1. Introduction

All matter is made of atoms. Atoms have a nucleus, consisting of protons and neutrons, surrounded by electrons. The nucleus is concentrated in a very small space, about 10−15 m. An entire atom is on the order of 10−10 m, so the electrons are relatively far from the nucleus, and, strangely enough, atoms are mostly empty space.
Physicists have found that the electrons traveling around the atomic nucleus can have only certain specified energy levels. In other words, the energy levels of atomic electrons are quantized. When provided with more energy, the electrons can move from one energy level to another, but these different energy levels are not continuous—they come in discrete steps. This fundamental discovery is known as quantum mechanics. Quantum mechanics describes how an atom's electrons interact with electrons of other atoms and with photons.
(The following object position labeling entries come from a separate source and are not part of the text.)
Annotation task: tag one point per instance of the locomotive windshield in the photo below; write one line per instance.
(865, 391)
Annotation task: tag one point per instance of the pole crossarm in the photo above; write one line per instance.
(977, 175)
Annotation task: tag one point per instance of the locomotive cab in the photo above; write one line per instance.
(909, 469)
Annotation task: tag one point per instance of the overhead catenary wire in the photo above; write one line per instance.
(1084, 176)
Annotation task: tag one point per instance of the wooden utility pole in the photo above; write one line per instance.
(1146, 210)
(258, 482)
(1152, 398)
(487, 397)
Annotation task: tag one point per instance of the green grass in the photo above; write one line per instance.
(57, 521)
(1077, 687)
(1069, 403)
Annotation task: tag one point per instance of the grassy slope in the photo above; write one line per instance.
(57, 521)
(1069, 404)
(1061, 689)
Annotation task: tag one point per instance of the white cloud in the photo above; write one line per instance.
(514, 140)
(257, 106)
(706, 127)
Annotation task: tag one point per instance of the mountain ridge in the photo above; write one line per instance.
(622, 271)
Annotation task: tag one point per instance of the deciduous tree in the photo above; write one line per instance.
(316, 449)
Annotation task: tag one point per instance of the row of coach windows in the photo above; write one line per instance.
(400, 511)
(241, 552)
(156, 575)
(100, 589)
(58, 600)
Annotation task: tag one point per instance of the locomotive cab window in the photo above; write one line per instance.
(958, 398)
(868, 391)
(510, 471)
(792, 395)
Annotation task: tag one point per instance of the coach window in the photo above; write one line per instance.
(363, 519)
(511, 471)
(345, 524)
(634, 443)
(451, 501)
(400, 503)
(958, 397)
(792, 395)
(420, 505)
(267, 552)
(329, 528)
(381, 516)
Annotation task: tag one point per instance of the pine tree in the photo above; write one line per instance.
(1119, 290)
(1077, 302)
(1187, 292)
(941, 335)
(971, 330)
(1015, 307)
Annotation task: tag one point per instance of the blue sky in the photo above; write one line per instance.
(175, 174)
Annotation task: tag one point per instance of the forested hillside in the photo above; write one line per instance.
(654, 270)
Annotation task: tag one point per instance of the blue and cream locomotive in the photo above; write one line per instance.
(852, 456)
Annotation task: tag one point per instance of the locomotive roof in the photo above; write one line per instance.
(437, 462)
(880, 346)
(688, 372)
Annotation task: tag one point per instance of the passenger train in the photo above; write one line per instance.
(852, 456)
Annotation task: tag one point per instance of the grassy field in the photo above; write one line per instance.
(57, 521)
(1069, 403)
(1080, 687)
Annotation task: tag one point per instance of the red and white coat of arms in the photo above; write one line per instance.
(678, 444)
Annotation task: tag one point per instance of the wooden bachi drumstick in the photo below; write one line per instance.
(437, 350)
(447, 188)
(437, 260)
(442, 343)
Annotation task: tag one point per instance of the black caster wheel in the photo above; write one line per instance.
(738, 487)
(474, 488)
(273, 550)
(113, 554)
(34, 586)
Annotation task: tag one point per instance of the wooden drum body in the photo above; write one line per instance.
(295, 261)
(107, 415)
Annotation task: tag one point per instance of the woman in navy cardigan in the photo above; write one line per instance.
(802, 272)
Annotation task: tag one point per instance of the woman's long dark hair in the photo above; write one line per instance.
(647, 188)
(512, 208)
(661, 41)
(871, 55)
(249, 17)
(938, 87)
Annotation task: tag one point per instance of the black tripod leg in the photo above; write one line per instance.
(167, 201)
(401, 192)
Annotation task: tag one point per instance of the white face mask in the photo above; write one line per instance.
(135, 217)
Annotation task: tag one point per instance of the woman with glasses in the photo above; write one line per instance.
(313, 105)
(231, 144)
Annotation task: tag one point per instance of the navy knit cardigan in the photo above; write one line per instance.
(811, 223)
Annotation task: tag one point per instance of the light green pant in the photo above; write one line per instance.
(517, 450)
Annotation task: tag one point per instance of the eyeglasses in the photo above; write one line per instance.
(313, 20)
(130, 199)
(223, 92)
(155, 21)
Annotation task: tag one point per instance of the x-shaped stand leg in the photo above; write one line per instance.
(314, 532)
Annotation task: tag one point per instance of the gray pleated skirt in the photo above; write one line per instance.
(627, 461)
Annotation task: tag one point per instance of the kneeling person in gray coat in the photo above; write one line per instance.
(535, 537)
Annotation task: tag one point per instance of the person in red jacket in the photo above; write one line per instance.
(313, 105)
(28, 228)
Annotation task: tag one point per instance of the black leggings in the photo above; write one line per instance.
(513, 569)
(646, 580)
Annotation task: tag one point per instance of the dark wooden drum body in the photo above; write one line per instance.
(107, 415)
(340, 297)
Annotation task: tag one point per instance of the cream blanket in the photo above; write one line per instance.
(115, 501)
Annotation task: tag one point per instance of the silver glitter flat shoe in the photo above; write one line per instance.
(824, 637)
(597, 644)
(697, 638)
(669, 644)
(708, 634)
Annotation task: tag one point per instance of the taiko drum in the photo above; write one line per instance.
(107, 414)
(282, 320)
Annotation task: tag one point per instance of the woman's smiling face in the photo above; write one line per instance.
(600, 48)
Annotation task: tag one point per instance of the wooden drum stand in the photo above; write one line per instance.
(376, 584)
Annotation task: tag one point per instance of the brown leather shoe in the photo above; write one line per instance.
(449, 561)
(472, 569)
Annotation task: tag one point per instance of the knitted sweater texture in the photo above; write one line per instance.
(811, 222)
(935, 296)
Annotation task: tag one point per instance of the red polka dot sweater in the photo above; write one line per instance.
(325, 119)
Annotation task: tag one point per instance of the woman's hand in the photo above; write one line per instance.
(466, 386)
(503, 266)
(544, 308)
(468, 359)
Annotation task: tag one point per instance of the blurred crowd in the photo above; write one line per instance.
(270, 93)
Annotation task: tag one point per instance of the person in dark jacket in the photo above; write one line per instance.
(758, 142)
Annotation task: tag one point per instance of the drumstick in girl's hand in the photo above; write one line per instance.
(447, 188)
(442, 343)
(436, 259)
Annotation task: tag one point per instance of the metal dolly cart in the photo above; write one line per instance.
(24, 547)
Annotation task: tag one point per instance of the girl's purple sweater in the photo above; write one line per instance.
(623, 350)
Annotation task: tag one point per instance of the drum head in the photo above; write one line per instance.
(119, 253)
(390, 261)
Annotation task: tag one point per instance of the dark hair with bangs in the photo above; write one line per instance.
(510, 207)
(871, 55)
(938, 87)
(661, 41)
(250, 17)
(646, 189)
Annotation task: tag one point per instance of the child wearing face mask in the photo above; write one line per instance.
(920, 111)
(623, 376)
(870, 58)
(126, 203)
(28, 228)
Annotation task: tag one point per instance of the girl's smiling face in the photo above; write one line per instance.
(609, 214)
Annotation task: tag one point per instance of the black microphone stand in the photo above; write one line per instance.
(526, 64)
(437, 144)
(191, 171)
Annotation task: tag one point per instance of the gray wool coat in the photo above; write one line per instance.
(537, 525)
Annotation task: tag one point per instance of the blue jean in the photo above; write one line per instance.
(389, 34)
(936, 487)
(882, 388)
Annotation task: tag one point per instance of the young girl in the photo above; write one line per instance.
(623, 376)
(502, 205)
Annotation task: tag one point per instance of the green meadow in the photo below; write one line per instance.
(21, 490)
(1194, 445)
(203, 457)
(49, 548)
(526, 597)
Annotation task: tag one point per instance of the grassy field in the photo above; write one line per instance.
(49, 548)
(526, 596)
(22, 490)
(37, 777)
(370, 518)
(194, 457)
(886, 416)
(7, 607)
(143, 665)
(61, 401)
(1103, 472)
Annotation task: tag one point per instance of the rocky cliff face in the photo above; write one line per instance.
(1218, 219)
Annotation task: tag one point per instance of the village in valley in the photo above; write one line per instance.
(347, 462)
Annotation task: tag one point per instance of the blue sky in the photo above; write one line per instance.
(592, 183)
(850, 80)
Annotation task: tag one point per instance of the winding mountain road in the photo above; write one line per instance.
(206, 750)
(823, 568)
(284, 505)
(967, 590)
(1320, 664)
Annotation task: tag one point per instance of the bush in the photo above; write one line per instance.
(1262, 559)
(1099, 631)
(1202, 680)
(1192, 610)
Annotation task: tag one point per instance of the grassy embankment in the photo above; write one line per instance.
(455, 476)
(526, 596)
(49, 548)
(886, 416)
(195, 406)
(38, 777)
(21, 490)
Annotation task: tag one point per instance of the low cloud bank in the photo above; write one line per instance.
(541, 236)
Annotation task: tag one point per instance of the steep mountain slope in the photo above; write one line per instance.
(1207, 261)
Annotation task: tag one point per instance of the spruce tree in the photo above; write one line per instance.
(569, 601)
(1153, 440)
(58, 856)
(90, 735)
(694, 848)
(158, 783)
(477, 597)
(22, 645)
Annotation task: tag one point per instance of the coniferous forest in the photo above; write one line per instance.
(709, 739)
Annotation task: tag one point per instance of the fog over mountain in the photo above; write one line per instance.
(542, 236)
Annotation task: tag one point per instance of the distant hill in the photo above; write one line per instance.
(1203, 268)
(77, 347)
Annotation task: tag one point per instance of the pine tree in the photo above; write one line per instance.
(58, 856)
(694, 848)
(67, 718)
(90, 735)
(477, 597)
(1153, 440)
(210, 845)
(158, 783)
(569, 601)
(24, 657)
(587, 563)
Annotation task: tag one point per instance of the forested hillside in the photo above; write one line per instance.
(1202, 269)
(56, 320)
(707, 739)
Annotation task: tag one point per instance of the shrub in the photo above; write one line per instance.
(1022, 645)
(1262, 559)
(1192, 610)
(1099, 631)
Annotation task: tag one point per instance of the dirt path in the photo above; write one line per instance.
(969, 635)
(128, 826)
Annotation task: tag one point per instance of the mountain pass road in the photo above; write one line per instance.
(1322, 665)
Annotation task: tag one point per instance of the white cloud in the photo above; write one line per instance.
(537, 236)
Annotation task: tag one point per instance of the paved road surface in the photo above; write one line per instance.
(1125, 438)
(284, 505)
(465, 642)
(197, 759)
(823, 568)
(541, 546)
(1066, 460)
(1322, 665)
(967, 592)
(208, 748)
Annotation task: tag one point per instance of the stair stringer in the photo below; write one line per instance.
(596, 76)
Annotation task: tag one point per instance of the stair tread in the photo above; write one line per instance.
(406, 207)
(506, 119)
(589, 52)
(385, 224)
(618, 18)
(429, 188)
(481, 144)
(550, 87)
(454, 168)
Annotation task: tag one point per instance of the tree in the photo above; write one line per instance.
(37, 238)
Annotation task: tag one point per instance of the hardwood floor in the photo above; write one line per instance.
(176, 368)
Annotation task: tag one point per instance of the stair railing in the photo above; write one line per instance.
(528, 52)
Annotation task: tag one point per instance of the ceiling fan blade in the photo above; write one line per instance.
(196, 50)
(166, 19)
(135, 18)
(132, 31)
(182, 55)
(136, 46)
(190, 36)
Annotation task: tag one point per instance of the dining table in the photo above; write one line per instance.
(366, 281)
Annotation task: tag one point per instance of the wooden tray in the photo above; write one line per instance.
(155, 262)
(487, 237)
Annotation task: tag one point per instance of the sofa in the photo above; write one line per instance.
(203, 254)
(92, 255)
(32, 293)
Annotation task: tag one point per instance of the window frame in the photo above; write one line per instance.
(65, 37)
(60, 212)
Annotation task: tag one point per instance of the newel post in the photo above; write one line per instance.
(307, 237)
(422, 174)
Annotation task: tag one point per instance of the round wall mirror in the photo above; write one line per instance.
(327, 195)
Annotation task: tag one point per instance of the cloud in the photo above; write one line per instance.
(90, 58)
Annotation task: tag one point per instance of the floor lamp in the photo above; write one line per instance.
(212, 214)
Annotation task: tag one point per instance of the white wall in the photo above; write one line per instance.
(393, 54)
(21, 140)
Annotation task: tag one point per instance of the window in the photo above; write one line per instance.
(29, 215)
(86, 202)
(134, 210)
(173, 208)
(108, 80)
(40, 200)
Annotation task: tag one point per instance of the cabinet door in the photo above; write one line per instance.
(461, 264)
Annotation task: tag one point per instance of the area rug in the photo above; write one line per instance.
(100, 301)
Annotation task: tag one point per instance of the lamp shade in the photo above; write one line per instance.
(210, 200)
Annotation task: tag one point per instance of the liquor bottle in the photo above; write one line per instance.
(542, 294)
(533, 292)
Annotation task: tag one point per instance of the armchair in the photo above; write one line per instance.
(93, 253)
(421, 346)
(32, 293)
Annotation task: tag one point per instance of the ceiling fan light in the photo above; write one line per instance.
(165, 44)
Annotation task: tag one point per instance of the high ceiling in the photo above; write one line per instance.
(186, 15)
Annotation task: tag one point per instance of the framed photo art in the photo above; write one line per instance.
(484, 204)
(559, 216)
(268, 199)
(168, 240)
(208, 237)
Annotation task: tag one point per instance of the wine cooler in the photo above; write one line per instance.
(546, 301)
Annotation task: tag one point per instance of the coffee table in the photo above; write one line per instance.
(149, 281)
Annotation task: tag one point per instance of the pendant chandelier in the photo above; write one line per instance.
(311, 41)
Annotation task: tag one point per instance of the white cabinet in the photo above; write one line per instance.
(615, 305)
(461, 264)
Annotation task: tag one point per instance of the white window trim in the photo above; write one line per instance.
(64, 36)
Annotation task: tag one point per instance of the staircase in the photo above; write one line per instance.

Atomic electrons at higher energy levels can also lose energy, dropping down to a lower energy level. Again, the electron moves from one allowed energy state to another. The lost energy can be carried away in the form of heat (vibrational energy) or in the form of light—when the electron reverts to a lower energy state, a photon of light is produced. The photon produced will have an energy equal to the difference between the electron's initial high energy state and the later lower-energy state. For visible light, we perceive these differences in photon energy as differences in the color of the light.
In this project, we will use a procedure that is similar to flame photometry to observe the color of light produced when various chemical compounds are burned. The experiment have to be performed carefully so that the flames stay small and under control.